Blue Hamish

By BlueHamish

Blank Expression

Song

Faces and masks have been a bit of a theme for me in recent posts and at the weekend, I was in a local art supplies shop when I saw this plastic face mask on sale for the princely sum of £1.35 and I just had to buy it. I was convinced there was a photo opportunity there.

My other pictures have all been based around creating masks from real faces and that's where I started with this one, trying to overlay someone's face onto the mask but of course, the final result was no different to what I had already achieved. Then it struck me that what makes the mask so spooky is that whilst it is recognizable as a human face, it has no features and no expression. It is a person's features and expression that allow us to make initial judgements about that person, friend, foe, happy, sad etc. So what I needed to do was simply photograph the mask which I duly did.

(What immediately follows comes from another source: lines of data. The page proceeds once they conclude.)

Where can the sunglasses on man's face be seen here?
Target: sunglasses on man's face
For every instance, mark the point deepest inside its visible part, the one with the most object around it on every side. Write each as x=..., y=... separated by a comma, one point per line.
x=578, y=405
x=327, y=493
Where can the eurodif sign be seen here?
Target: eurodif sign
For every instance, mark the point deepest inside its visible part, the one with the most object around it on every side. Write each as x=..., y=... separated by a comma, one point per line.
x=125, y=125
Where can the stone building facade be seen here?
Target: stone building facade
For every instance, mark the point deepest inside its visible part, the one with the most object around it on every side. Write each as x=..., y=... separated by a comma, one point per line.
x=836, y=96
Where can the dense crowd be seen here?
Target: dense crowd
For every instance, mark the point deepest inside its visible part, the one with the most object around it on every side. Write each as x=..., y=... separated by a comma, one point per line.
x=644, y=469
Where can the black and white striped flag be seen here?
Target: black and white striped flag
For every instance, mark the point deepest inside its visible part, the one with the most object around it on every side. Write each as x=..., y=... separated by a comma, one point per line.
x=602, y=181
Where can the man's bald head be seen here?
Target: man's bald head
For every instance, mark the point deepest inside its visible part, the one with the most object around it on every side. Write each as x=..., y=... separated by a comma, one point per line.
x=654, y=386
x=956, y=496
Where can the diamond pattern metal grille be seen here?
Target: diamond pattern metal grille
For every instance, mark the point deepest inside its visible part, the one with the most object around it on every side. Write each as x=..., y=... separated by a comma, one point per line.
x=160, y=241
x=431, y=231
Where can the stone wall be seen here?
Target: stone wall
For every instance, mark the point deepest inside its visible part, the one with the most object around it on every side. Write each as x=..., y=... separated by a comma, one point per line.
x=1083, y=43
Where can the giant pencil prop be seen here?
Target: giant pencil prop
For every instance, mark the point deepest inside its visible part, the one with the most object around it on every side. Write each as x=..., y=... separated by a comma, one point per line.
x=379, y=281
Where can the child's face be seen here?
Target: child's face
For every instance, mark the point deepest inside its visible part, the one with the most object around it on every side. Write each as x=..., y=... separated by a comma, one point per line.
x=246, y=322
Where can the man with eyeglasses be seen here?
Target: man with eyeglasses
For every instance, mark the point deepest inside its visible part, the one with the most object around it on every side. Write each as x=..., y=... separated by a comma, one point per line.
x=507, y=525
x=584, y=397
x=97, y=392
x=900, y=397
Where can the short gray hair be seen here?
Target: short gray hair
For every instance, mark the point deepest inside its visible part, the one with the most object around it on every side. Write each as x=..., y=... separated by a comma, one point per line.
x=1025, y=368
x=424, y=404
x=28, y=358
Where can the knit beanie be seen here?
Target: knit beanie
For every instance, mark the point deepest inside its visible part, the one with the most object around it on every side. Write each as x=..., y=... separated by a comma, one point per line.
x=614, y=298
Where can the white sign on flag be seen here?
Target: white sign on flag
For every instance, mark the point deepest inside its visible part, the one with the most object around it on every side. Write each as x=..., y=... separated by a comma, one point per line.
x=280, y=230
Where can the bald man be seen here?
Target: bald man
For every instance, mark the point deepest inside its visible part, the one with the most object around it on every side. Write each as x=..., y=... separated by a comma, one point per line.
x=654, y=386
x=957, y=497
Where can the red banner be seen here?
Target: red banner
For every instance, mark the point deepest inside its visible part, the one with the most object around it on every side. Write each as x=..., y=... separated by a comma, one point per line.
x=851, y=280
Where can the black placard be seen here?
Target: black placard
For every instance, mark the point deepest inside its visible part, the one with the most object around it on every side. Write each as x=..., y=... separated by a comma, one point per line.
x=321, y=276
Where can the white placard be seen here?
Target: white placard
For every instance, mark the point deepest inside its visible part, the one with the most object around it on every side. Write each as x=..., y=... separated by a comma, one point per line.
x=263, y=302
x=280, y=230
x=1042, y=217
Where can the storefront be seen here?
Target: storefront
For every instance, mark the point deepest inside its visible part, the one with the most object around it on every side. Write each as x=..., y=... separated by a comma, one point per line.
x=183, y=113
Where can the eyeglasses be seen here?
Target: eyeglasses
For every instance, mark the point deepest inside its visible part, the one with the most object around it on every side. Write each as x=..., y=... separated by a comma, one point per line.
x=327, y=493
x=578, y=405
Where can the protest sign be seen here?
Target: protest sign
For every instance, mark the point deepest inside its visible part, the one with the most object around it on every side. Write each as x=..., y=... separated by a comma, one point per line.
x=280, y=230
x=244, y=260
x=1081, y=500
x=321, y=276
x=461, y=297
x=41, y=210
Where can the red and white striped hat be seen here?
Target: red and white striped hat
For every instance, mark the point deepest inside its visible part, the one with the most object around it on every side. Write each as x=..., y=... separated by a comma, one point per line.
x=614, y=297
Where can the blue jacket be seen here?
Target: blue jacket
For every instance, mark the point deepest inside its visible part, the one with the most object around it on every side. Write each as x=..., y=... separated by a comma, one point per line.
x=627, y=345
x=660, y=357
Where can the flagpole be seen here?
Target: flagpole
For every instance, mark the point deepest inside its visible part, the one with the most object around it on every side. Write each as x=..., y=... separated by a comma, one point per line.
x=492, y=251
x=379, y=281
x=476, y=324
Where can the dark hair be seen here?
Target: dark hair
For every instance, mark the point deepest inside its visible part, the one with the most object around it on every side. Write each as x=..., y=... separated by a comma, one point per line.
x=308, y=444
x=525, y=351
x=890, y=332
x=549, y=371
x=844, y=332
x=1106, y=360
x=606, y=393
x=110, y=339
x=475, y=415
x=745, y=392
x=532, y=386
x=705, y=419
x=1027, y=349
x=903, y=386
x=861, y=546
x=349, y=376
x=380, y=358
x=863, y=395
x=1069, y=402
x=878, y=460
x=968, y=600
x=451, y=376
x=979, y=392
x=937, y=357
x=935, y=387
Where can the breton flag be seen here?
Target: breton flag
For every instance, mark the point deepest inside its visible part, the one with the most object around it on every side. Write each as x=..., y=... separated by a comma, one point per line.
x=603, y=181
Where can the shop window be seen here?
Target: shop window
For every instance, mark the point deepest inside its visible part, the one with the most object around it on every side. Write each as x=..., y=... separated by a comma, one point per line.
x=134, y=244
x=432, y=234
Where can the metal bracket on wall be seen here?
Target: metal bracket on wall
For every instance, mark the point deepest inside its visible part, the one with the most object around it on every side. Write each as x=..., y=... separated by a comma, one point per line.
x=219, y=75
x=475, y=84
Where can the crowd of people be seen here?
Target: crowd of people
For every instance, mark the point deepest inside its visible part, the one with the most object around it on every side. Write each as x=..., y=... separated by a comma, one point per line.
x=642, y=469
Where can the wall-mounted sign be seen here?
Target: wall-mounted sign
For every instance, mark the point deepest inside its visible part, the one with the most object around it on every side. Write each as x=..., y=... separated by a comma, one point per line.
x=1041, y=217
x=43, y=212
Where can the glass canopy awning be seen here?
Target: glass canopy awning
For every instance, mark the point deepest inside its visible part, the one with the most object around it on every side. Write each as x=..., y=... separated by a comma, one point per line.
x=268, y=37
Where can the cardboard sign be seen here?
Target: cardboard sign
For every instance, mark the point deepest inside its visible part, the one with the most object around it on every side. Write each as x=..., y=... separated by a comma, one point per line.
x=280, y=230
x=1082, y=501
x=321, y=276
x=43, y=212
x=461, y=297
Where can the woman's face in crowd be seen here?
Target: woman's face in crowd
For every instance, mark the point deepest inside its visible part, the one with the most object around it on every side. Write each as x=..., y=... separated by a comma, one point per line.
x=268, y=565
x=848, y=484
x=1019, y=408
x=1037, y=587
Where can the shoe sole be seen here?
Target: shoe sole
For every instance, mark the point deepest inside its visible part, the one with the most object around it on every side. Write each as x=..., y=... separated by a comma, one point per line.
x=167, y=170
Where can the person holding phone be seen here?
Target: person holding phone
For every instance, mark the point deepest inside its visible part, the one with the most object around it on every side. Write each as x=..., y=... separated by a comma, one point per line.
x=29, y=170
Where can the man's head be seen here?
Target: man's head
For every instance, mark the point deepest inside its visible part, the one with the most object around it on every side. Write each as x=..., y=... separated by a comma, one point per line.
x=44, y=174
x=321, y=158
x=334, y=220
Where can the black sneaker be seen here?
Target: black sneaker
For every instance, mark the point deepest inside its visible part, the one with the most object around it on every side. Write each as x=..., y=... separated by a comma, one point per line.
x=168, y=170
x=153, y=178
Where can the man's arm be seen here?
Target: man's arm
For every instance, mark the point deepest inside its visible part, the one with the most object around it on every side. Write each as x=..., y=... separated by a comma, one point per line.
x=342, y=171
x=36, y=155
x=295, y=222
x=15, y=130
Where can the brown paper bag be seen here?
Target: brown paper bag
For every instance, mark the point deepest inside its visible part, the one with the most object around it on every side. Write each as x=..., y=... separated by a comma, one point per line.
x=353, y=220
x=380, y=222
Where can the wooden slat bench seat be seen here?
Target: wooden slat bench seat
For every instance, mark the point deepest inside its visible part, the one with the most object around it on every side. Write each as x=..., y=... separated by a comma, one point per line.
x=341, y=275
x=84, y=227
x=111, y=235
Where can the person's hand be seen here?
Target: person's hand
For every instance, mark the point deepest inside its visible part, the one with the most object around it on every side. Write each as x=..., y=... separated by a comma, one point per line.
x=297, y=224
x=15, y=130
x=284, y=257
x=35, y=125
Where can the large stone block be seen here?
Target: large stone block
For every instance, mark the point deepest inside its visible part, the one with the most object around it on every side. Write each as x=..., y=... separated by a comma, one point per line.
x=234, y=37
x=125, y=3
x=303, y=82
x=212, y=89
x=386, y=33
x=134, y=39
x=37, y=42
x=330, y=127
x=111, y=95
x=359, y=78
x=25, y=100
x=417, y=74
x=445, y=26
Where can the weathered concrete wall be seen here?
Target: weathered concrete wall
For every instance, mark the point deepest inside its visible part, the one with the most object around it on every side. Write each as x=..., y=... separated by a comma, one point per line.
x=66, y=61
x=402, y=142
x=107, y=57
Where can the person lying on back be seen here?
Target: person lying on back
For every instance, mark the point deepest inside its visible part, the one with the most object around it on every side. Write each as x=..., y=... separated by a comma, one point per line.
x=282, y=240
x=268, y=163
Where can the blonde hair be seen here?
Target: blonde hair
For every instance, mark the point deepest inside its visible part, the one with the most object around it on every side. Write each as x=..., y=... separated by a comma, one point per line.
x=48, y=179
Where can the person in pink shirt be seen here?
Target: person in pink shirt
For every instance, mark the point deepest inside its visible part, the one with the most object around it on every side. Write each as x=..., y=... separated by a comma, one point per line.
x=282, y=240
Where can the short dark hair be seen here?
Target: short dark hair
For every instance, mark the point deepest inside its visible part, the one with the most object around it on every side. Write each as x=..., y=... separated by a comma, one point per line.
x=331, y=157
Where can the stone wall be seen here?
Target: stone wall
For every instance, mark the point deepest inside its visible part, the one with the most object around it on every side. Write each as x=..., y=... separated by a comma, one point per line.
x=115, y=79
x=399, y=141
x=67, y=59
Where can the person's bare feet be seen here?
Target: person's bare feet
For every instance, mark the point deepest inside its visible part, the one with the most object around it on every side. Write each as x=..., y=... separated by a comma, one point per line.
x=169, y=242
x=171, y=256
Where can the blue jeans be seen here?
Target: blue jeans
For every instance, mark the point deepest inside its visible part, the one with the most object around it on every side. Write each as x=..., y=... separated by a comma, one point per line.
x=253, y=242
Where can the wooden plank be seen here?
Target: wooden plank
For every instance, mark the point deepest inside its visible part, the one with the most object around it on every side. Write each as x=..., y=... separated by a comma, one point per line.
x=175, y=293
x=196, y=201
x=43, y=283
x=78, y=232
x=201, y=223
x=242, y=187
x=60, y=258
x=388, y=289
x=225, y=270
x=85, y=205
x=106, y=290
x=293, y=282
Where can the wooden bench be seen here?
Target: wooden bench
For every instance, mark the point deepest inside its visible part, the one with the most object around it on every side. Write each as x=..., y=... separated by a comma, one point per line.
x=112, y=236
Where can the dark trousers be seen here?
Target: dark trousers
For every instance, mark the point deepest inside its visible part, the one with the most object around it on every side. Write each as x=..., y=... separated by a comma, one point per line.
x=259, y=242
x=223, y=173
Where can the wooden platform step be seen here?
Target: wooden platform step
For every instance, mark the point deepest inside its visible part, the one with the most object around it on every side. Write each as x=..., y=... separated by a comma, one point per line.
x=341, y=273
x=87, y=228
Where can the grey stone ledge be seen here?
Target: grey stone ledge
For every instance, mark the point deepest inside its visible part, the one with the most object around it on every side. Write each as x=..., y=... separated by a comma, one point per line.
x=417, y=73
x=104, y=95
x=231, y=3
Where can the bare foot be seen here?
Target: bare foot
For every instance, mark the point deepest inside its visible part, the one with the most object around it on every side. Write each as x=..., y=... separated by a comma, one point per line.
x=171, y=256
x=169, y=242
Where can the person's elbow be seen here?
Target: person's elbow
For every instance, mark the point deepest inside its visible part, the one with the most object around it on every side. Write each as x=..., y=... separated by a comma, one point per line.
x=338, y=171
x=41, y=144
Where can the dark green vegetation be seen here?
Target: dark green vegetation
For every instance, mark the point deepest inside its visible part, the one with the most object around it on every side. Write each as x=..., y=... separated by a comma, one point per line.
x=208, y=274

The end result was pretty effective (IMHO) but lacked life - it was just a mask, and this led me to add the eyes. I think it creates a rather haunting final image. If I was to describe it in a single word, I would choose 'trapped' as that is what I see when I look at it.

OK, enough arty farty talk. A much better day at work, yesterday and the main reason for that was a call I had with a colleague in Germany. Sometimes you come across people in life, whether at work or in your social life who impress you and are inspirational. This person was exactly that. A breath of fresh air after some of the jobs worth's I had been dealing with the day before. When I deal with people like them, I fear for the long term future of the company but then my faith is restored when I meet people like Dagmar. Only question is who will have the biggest influence on the company's future. The lone visionary or the multitude?

Di's tooth is now giving her jip. Not sure this is normal, but never having had done what she has had done, who can tell. She won't take pain killers and of course if I try to encourage her to do so, she simply points out that I would refuse if the tables were turned. She has a point - I resent taking medication of any sort. A behaviour I picked up from my father.